GM Lordstown plant switches over to 2019 Cruze production

By CHRISTOPHER KROMER

Special to the Salem News

LORDSTOWN — The assembly line at the General Motors Lordstown Complex shifted gears this week as the plant began production of the 2019 Chevrolet Cruze amid growing uncertainty about the local automaker’s future.

The start of regular production for the model year change began Monday.

GM Lordstown spokesman Tom Mock said the process of turning a coil of steel into a 2019 Cruze — with stops at the stamping plant, paint, electrical and other departments along the way — takes about 24 hours. After the car is assembled, plant executives review the process to check the vehicle for safety and customer specifications.

Cars are typically delivered to all North American dealers between two and four weeks after the vehicle leaves the production line.

GM said the car is aimed at tech-savvy consumers searching for an entry-level vehicle. Updates in the 2019 model include 4G LTE Wi-Fi, a universal tablet holder and remote vehicle start on certain models. Other changes include enhanced safety features such as rear park assist, side blind zone alert and rear cross traffic alert.

Style changes include new colors, such as Pacific blue metallic and Oakwood metallic, and new LED tail lamps for the Premier model.

Cruze sales have languished as consumers switch from cars to trucks and SUVs. GM’s second-quarter figures show Cruze deliveries down 26.2 percent over the same period last year. Even as the company shifts toward production of trucks and SUVs, the Cruze remains the fifth-highest selling model of the 18-vehicle Chevy brand, trailing the Silverado, Equinox, Malibu and Colorado.

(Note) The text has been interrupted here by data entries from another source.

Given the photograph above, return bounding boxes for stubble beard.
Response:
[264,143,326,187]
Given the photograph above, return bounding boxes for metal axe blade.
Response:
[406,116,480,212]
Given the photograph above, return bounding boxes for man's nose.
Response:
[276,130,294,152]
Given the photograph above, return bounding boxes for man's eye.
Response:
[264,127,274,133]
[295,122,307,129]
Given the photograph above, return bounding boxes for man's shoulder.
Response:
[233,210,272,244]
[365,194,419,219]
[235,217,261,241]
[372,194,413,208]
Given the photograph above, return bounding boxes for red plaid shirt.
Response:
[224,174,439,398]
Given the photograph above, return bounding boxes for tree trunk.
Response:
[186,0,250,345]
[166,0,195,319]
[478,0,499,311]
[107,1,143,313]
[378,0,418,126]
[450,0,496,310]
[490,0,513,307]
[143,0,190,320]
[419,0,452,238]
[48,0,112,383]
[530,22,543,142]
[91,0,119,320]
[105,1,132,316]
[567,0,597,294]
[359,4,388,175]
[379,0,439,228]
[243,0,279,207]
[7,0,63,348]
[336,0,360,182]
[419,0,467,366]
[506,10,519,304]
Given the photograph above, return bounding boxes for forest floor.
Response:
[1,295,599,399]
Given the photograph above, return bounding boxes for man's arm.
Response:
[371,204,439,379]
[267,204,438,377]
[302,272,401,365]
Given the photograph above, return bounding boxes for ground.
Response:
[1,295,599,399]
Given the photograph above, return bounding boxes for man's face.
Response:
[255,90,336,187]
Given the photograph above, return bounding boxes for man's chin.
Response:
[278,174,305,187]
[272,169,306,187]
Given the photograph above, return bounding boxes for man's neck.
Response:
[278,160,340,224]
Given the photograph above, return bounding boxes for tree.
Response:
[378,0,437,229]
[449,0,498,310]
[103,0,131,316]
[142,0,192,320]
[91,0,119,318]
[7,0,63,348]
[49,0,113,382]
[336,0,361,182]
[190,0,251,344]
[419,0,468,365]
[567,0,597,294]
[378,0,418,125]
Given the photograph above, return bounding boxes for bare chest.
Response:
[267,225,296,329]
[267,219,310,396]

Mock said Chevrolet has made it clear it is committed to cars.

“There’s still a need for cars,” said Mock. “We feel the Cruze is the best for fuel efficiency, reliability and safety.”

The rollout of the 2019 Cruze comes as many in the area have begun to contemplate life without the Lordstown complex. Members of Ohio’s congressional delegation have failed to secure a commitment from GM CEO Mary T. Barra to keep the plant operational into the future.

Dave Green, president of United Auto Workers Local 1112, which represents GM Lordstown employees, said production of the 2019 Cruze could send a positive message to GM leaders.

“It’s extremely important to build this product here and now,” said Green. “Our members work hard every day, and hopefully corporate sees that.”

“It’s been one of the best cars GM has made,” said Green. “It’s the best car we’ve ever built in Lordstown, and we’re proud to be building it.”